In that brief moment, an ideology, not a million miles away from the early exploratory days of home computing, was realised and developed into a ‘modern-day’ version of a sequencer. A recording device to capture endless information attached to chords, rhythms, melodies and sounds that together would create a new kind of control over sound and music.


As with any great new invention - a quantum jolt forward comes at a price. As a byproduct of that new and fascinating precision, the happy accidental moments, which as before, required ‘instinctive response’ (and often immediate ideas to circumnavigate potential disaster for example) became constrained to the point of suffocation.


With each new step towards the ultimate total harnessing and control of musical expression, came less and less opportunity for error and improvisation. That improvisation is what keeps the music alive and reflecting ‘feeling’.


Music composed and arranged on a computer that utilises both rhythmic quantisation and auto-tuned instrumentation is tantamount to reading music as opposed to hearing it.
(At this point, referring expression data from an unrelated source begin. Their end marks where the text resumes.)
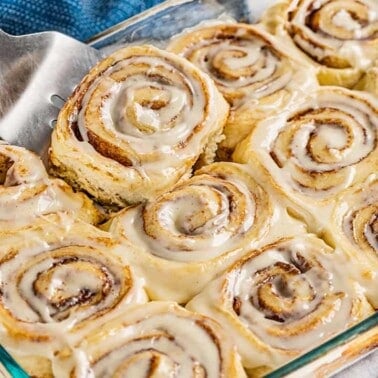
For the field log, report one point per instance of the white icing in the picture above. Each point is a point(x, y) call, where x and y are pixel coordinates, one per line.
point(344, 20)
point(27, 192)
point(332, 135)
point(203, 219)
point(307, 294)
point(175, 341)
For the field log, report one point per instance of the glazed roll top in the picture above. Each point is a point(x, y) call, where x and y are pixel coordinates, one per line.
point(214, 212)
point(354, 227)
point(339, 37)
point(284, 299)
point(156, 339)
point(326, 144)
point(136, 124)
point(251, 69)
point(26, 191)
point(58, 276)
point(243, 60)
point(194, 232)
point(337, 34)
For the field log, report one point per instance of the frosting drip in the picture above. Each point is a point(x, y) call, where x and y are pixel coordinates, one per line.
point(333, 32)
point(291, 296)
point(319, 145)
point(212, 213)
point(158, 339)
point(240, 59)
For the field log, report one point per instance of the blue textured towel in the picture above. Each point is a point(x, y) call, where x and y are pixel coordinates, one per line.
point(80, 19)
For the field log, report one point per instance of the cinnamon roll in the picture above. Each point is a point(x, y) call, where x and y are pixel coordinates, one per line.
point(318, 149)
point(26, 191)
point(354, 227)
point(284, 299)
point(252, 71)
point(192, 233)
point(59, 278)
point(136, 125)
point(369, 81)
point(158, 339)
point(340, 38)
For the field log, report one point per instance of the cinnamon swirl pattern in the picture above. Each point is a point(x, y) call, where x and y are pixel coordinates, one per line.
point(156, 339)
point(317, 150)
point(192, 233)
point(339, 37)
point(57, 277)
point(354, 227)
point(283, 300)
point(136, 125)
point(26, 191)
point(254, 74)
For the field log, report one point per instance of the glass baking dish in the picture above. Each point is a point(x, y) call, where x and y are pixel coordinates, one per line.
point(156, 26)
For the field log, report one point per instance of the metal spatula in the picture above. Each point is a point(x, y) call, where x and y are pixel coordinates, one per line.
point(37, 74)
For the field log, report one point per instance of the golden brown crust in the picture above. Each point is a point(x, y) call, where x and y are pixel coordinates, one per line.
point(136, 125)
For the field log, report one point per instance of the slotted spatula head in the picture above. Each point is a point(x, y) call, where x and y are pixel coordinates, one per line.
point(37, 74)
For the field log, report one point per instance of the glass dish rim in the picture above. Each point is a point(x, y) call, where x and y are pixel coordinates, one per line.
point(303, 360)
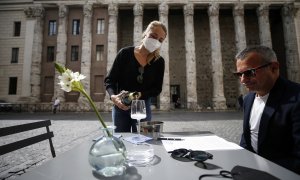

For those of us who can, when we read a score in our mind, without an instrument to hand, we may hum along but it is our imagination that is doing the hearing and the conducting. It is much like visualising the story whilst reading a book. With computer-controlled recording, we are getting the precise placement notes and interval/harmonic relationships but with no conducting, no overall homogeneity, no feeling.


Let’s not forget that the only commonality between almost all great quotes on music over several centuries lies in that word - ‘feeling.’ That’s what music does…. creates feelings for others to encounter. The artist conjures up feelings for their audience to experience. That’s it.

1 comment:

  1. Great article. I just like the way MIDI itself hasn't really had to change in 30 years. Unlike other protocols and standards in IT. All it has done is become encapsulated in the latest transport protocols like USB, MLAN and Ethernet .. it's kinda cool. I think MIDI hasn't changed because it doesn't really have to.